Of course, you'll have to decide what 'd' means. Is that on one axis, or is it the length of the diagonal line? Pythagorus should be able to help you with that one.
Rob
I would suggest converting the line to a parametric format instead of point-slope. That is, a parametric function for the line returns points along that line for the value of some parameter t. You can represent the line as a reference point, and a vector representing the direction of the line going through that point. That way, you just travel d units forward and backward from point A to get your other points.
Since your line has slope m, its direction vector is <1, m>. Since it moves m pixels in y for every 1 pixel in x. You want to normalize that direction vector to be unit length so you divide by the magnitude of the vector.
magnitude = (1^2 + m^2)^(1/2) N = <1, m> / magnitude = <1 / magnitude, m / magnitude>
The normalized direction vector is N. Now you are almost done. You just need to write the equation for your line in parameterized format:
f(t) = A + t*N
This uses vector math. Specifically, scalar vector multiplication (of your parameter t and the vector N) and vector addition (of A and t*N). The result of the function f is a point along the line. The 2 points you are looking for are f(d) and f(-d). Implement that in the language of your choosing.
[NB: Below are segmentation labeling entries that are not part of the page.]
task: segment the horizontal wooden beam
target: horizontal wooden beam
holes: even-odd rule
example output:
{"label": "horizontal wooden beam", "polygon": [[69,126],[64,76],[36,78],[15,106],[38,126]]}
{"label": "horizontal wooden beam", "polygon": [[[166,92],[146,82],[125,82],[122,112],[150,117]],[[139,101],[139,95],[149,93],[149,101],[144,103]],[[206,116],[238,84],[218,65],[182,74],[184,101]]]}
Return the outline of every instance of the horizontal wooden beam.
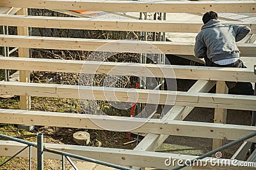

The advantage to using this method, as opposed to all the other answers so far, is that you can easily extend this method to support a line with "infinite" slope. That is, a vertical line like x = 3. You don't really need the slope, all you need is the normalized direction vector. For a vertical line, it is <0, 1>. This is why graphics operations often use vector math, because the calculations are more straight-forward and less prone to singularities. It may seem a little complicated at first, but once you get the hang of vector operations, a lot of computer graphics tasks get a lot easier.
Let's call the point you are trying to find P, with coordinates px, py, and your starting point A's coordinates ax and ay. Slope m is just the ratio of the change in Y over the change in X, so if your point P is distance s from A, then its coordinates are px = ax + s, and py = ay + m * s. Now using Pythagoras, the distance d from A to P will be d = sqrt(s * s + (m * s) * (m * s)). To make P be a specific D units away from A, find s as s = D/sqrt(1 + m * m).